Every week, I read the words of Rabbi Jonathan Sacks, and they always inspire me. I found this week’s reading so pertinent to our current climate, that I needed to just about copy what he wrote:
“When speaking to a people about their imminent freedom, what would a leader say?”
“Most people answer: freedom. That was Abraham Lincoln’s decision in the Gettysburg Address, when he invoked the memory of ‘a new nation, conceived in liberty,’ and looked forward to ‘a new birth of freedom.’ Some suggest that they would inspire the people by talking about the destination that lay ahead, the land ‘flowing with milk and honey.’ Yet others say they would warn the people of the dangers and challenges that they would encounter on what Nelson Mandela called ‘the long walk to freedom.”
The Rabbi then goes on to tell us what Moses said to the Jewish people on the eve of them leaving Egypt:
“And when, in time to come, your child asks you, saying, ‘What does this mean?’ you shall say to him, ‘It was with a mighty hand that the Lord brought us out from Egypt, the house of bondage.’
Moses did not mention anything imminent, yet he did talk about the future– about education.

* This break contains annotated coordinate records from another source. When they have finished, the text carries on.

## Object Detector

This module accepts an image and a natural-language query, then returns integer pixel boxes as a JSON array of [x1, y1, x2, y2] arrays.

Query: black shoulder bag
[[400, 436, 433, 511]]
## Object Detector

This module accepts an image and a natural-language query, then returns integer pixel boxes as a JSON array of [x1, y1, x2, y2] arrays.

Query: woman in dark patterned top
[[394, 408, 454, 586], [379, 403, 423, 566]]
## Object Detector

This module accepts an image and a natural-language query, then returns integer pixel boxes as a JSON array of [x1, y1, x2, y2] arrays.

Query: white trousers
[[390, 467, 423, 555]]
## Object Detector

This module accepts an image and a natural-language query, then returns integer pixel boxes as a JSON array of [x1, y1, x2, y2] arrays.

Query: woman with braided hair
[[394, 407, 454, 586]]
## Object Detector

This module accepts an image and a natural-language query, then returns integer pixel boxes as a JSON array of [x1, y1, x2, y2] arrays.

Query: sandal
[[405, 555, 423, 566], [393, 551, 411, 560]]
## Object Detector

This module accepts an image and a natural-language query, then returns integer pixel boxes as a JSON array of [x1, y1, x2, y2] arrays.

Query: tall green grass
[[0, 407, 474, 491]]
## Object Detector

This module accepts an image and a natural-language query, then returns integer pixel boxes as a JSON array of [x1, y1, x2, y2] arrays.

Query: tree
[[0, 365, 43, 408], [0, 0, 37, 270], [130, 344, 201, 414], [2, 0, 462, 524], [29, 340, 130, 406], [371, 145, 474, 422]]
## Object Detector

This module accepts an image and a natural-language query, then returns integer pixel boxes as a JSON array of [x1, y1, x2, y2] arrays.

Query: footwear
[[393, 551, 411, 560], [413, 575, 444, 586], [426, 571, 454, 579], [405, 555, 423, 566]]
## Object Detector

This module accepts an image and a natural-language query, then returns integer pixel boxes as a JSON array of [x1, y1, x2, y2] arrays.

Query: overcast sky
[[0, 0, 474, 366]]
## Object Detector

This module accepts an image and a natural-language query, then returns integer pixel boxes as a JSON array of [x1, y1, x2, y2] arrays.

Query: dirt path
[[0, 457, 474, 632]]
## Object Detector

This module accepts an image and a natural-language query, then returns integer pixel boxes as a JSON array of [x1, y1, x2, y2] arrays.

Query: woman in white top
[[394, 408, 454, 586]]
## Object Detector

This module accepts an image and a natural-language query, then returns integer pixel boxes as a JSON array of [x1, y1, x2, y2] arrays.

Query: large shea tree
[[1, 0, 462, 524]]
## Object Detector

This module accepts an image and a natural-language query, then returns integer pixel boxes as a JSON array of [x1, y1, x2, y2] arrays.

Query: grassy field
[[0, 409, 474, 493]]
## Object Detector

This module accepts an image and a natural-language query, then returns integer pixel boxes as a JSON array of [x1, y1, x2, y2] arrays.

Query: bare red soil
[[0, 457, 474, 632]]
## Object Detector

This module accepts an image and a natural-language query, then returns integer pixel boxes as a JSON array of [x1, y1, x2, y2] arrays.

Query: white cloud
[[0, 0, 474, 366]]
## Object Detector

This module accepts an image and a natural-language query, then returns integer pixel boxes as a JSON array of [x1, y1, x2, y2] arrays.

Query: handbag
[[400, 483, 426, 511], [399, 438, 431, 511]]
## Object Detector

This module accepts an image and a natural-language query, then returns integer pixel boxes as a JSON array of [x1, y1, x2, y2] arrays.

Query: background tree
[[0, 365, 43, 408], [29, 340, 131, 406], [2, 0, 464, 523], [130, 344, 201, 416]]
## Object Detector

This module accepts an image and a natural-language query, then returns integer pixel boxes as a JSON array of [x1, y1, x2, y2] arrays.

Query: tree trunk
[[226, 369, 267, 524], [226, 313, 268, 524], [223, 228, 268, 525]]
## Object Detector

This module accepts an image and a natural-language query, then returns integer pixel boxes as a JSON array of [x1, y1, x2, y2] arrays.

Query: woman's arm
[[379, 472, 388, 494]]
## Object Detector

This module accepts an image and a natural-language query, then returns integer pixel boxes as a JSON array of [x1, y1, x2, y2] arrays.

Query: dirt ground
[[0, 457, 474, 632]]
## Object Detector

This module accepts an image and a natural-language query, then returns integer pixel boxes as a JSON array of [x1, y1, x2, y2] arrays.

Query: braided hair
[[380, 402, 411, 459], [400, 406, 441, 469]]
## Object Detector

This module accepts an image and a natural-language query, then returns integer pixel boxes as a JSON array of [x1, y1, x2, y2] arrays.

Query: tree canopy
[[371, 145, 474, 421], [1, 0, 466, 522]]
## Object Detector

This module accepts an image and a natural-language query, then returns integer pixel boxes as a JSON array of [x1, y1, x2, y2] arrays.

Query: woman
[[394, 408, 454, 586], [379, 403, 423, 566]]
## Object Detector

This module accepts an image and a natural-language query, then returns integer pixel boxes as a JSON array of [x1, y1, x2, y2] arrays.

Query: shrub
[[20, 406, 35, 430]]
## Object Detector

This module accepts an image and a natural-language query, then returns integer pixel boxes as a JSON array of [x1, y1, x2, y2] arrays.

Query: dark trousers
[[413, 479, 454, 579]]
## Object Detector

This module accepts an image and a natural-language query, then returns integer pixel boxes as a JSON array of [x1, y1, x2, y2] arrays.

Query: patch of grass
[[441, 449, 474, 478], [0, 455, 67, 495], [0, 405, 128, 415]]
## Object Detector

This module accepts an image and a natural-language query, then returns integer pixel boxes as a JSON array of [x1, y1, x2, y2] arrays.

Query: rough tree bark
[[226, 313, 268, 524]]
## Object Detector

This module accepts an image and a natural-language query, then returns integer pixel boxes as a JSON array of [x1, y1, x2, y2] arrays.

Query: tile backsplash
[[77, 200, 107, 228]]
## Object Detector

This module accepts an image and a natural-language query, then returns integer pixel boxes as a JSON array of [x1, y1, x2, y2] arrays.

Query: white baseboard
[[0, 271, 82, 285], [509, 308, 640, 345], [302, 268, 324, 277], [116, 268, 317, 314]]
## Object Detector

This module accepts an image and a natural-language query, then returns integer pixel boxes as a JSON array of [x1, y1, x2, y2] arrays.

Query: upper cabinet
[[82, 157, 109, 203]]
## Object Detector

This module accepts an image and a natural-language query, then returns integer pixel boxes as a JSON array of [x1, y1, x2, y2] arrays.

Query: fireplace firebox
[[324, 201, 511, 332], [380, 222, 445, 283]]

In today’s climate of extreme hatred and destruction, storming the capital, riots, looting, and violent protests, education remains the key to solving these problems. We need to educate our children that no matter what, violence is not the answer, and we must educate our children that we need to always listen to one another. Furthermore, we need to make people feel safe to express their opinions without judgement, so that we can guide them, or redirect them if they are misguided.
I am reminded of a story about the great leader Nelson Mandela. When he was in jail, the guards were instructed to brutally beat him daily– yet every single day, Mr. Mandela would still greet these vicious guards with kindness and a smile, telling them he knew that they were only doing as they were instructed. After a few weeks of his unflinching kindness and tolerance in the face of brutality, the guards refused to beat him anymore. While I am not expecting any of us to turn the other cheek in this way, it is an extreme proof that education, a smile, kindness, tolerance, and patience can affect lasting change, while hate, harm, and violence create a cycle of just that– hate, harm, and violence.
This week, let’s let people know that they are entitled to their opinions, and that we shall listen. Let’s carefully acknowledge each person’s humanity, and then share our opinions with them in a kindly, loving manner, as this is a form of education that truly has the power to shift, repair, and save our world.